Financial Planning Advice: 401(k) Rollover Information your Financial Planner Might not Want to Tell You…

The recent Pension Protection Act offers good news for the non-spouse beneficiary of a 401(k). It is now possible to arrange a trustee-to-trustee transfer of an inherited 401(k) to an inherited IRA. This is great news for the consumer, and represents a significant change from the old law.

The new law basically offers inherited 401(k)s the same tax treatment as inherited IRAs. The 401(k) owner should now make the decision to rollover or not to rollover based on investment reasons, not tax reasons.

401(k) Rollover Distribution Background

Under the old tax laws, leaving money in a 401(k) to an heir other than your spouse carried the potential for a tax nightmare. Rules governing 401(k)s vary according to a particular company’s plan documents. Often plan documents stipulated that if you left your 401(k) to an heir, other than your spouse, he or she would have to take distribution of the inherited 401(k) and pay income taxes on the entire distribution the year after the death of the original owner.

On a $1M inherited 401(k) this would mean paying $350,000 in taxes immediately, and the remaining $650,000 would be outside of the tax-deferred environment. Inherited IRAs did not have that limitation. An heir with a $1M inherited IRA could take the necessary minimum required distributions and maintain the money in the tax-deferred environment—stretching the IRA’s life. And the “stretch IRA” would continue to grow tax-deferred, and could be worth $1M or more over time for the non-spouse heir.

Therefore, the best tax advice used to be “roll the money into an IRA.”

The Roll The Money Into An IRA Problem

The reason people resisted the advice and rolling the 401(k) into an IRA is that many of these old 401(k) plans have a great fixed income fund as one of their components. Many of these old fixed income funds are paying returns in excess of today’s fixed income or bond funds and many of the old timers continue to have money in these fixed income funds of their 401(k) 10 years or more after they retire.

The old law forced a choice between offering the non-spouse heir the tax benefits of the stretch IRA and the owner’s interest in keeping the money in the better-than-average fixed income fund in the 401(k).

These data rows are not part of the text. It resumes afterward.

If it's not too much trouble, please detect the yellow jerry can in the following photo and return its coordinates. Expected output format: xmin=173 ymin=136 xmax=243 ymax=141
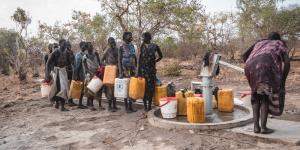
xmin=218 ymin=89 xmax=234 ymax=112
xmin=153 ymin=85 xmax=167 ymax=106
xmin=103 ymin=65 xmax=118 ymax=85
xmin=69 ymin=80 xmax=83 ymax=99
xmin=187 ymin=97 xmax=205 ymax=123
xmin=176 ymin=90 xmax=194 ymax=116
xmin=129 ymin=77 xmax=146 ymax=100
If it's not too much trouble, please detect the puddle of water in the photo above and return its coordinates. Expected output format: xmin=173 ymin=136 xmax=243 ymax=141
xmin=155 ymin=108 xmax=249 ymax=123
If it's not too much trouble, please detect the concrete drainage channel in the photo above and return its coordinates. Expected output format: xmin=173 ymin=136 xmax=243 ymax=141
xmin=148 ymin=105 xmax=253 ymax=130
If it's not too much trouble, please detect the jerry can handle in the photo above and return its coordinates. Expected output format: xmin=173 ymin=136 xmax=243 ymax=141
xmin=159 ymin=101 xmax=170 ymax=107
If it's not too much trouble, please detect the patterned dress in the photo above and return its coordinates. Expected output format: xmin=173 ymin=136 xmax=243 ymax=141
xmin=138 ymin=43 xmax=161 ymax=100
xmin=118 ymin=43 xmax=137 ymax=78
xmin=102 ymin=48 xmax=118 ymax=100
xmin=245 ymin=40 xmax=287 ymax=115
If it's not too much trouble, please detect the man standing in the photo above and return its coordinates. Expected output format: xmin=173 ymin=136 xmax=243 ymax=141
xmin=138 ymin=32 xmax=163 ymax=111
xmin=101 ymin=37 xmax=118 ymax=112
xmin=83 ymin=42 xmax=104 ymax=110
xmin=46 ymin=39 xmax=70 ymax=111
xmin=72 ymin=41 xmax=87 ymax=109
xmin=67 ymin=41 xmax=76 ymax=107
xmin=118 ymin=32 xmax=137 ymax=113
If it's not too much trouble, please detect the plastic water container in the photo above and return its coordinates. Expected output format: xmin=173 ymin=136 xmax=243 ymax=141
xmin=218 ymin=89 xmax=234 ymax=112
xmin=176 ymin=90 xmax=194 ymax=116
xmin=159 ymin=97 xmax=177 ymax=119
xmin=87 ymin=76 xmax=103 ymax=93
xmin=103 ymin=65 xmax=118 ymax=86
xmin=129 ymin=77 xmax=146 ymax=100
xmin=69 ymin=80 xmax=83 ymax=99
xmin=187 ymin=97 xmax=205 ymax=123
xmin=114 ymin=78 xmax=129 ymax=98
xmin=153 ymin=85 xmax=167 ymax=106
xmin=41 ymin=82 xmax=51 ymax=97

Maybe some hotshot investor could show me a much better investment than these old funds, but with my experience, I would rather have money in many of these fixed income funds (including TIAA for the 403(b) crowd) than other bond or fixed income funds.

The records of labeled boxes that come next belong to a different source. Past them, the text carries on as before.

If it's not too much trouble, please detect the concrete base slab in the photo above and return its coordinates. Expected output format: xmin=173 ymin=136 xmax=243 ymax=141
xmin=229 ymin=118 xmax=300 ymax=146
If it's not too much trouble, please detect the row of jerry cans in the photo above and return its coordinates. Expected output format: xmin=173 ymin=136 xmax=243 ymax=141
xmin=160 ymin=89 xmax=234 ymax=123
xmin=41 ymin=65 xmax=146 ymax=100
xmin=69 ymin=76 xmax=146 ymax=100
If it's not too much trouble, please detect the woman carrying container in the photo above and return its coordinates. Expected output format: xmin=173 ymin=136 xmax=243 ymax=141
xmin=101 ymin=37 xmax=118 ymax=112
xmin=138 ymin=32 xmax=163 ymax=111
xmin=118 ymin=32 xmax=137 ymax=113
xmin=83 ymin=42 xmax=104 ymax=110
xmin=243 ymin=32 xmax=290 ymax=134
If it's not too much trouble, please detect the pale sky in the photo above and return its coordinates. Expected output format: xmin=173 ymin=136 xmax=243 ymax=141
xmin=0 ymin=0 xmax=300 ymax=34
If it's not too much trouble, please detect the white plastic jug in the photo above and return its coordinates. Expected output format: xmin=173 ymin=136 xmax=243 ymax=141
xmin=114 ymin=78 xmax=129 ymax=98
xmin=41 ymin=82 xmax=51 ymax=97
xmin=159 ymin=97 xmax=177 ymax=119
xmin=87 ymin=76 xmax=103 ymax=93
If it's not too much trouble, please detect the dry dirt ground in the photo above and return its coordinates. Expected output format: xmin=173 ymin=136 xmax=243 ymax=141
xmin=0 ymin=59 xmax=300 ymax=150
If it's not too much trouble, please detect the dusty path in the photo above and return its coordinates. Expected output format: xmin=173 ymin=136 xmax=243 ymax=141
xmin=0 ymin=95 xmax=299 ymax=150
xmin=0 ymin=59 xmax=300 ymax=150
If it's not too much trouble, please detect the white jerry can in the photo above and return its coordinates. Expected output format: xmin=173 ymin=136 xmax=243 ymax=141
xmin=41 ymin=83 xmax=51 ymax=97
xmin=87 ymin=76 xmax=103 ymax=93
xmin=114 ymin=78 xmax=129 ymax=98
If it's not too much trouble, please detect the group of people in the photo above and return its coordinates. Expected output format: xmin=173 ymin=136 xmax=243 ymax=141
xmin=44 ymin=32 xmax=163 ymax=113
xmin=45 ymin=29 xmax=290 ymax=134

The New Law and My Solution: Make the Best of Both Options

I am still in favor of managed money if you find a low fee, ethical advisor with a great track record. Now, however, I would likely recommend retaining the fixed income portion of the portfolio in the 401(k). The stock and growth portion of the 401(k) could be rolled into an IRA to take advantage of the broader spectrum of investment options offered through IRAs. In either case the non-spouse heir will not have to worry about the tax consequences if he or she is lucky enough to inherit either the IRA or the 401(k).